If you grew up in BC, you might remember school trips to see the salmon run when you were a kid.
The number of salmon was astounding. So was the smell. Phew!
In recent years, though, our salmon have dwindled. With them goes that famous smell and all the nourishment they bring. Nutrients from spawning salmon feed our forests and creatures big and small.
But, this year, we have the best news!
Pink salmon have made a huge comeback!
Alexandra Morton is an independent marine biologist who tracks salmon around VanIsle. She called this year’s return of Pink salmon “epic.”
“These fish are feeding eagles, bears, the trees that are sucking carbon out of our atmosphere, people…. There are millions flowing in a living river down east Vancouver Island,” she said on Facebook.
And she’s not the only one who’s noticed.
Vancouver Islanders have chimed in on social media. Some talked about crying tears of joy. They’re glad there’s so many salmon jumping this year. There have been so many Pinks some folks even thought they were dolphins!

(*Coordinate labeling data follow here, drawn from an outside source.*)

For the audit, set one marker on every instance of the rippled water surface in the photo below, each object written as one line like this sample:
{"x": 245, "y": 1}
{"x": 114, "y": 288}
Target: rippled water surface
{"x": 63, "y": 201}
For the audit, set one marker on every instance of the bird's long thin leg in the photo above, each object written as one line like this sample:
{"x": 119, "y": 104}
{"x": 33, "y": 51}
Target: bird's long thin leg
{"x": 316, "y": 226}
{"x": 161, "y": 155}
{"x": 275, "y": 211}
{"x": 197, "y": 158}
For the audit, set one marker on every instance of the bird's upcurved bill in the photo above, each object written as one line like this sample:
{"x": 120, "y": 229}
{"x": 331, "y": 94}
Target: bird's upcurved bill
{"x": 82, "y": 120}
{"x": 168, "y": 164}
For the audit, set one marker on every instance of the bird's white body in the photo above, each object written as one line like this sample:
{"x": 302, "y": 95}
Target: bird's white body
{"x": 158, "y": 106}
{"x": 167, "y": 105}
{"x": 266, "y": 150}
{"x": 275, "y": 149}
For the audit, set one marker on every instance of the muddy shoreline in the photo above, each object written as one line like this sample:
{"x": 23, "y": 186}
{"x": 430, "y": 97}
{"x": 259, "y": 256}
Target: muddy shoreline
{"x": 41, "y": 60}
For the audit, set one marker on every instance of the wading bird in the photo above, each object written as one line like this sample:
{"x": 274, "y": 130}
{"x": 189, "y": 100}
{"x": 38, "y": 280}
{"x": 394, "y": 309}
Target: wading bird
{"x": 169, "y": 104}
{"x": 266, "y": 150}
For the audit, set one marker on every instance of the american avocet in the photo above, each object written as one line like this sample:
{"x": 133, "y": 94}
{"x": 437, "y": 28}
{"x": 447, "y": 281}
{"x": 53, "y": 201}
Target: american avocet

“When out on Sunday I have never seen so many pinks jumping, mayne passage, Cordero channel, philips arm and nodallas channel …in Phillips arm there were so many jumping I thought they were dolphins from a far,” said Facebook user Andrew Rice.
It’s a summer of abundance after years of decline. But this underdog story didn’t just come out of thin air. It came from years of hard work.
And the work needs to continue. Fisheries Minister Joyce Murray has renewed licenses for factory fish farms outside the Discovery Islands for another two years. Wild salmon are not out of the woods yet. But this year’s Pinks are good news indeed.
Pink salmon have the shortest spawning cycle of all west coast salmon. They only live for two years, which means the Pinks swimming home now were the same ones who left their river last year.
“I examined these pinks when they were babies on their way out to sea in 2021,” Morton said on Facebook. “That was the first year the salmon farms were removed from the Discovery Islands by the brave Minister Bernadette Jordan.”
Minister Jordan had ordered all factory fish farms removed from the Discovery Islands. It was a controversial decision. But removing the factories meant there were fewer sea lice on the juveniles leaving the river. They had a better shot at living long enough to get strong and come home to spawn.
“They were beautiful, fat and sassy little smolts. And now unbelievably they are not only abundant, they are big,” Morton said.
“Next year the other species will begin to return – these pinks are heroes, I love their generosity and resilience!”
We’ll continue to follow these salmons as they swim upriver to spawn in the fall.
Hopefully, next year we’ll be able to bring you more comeback stories!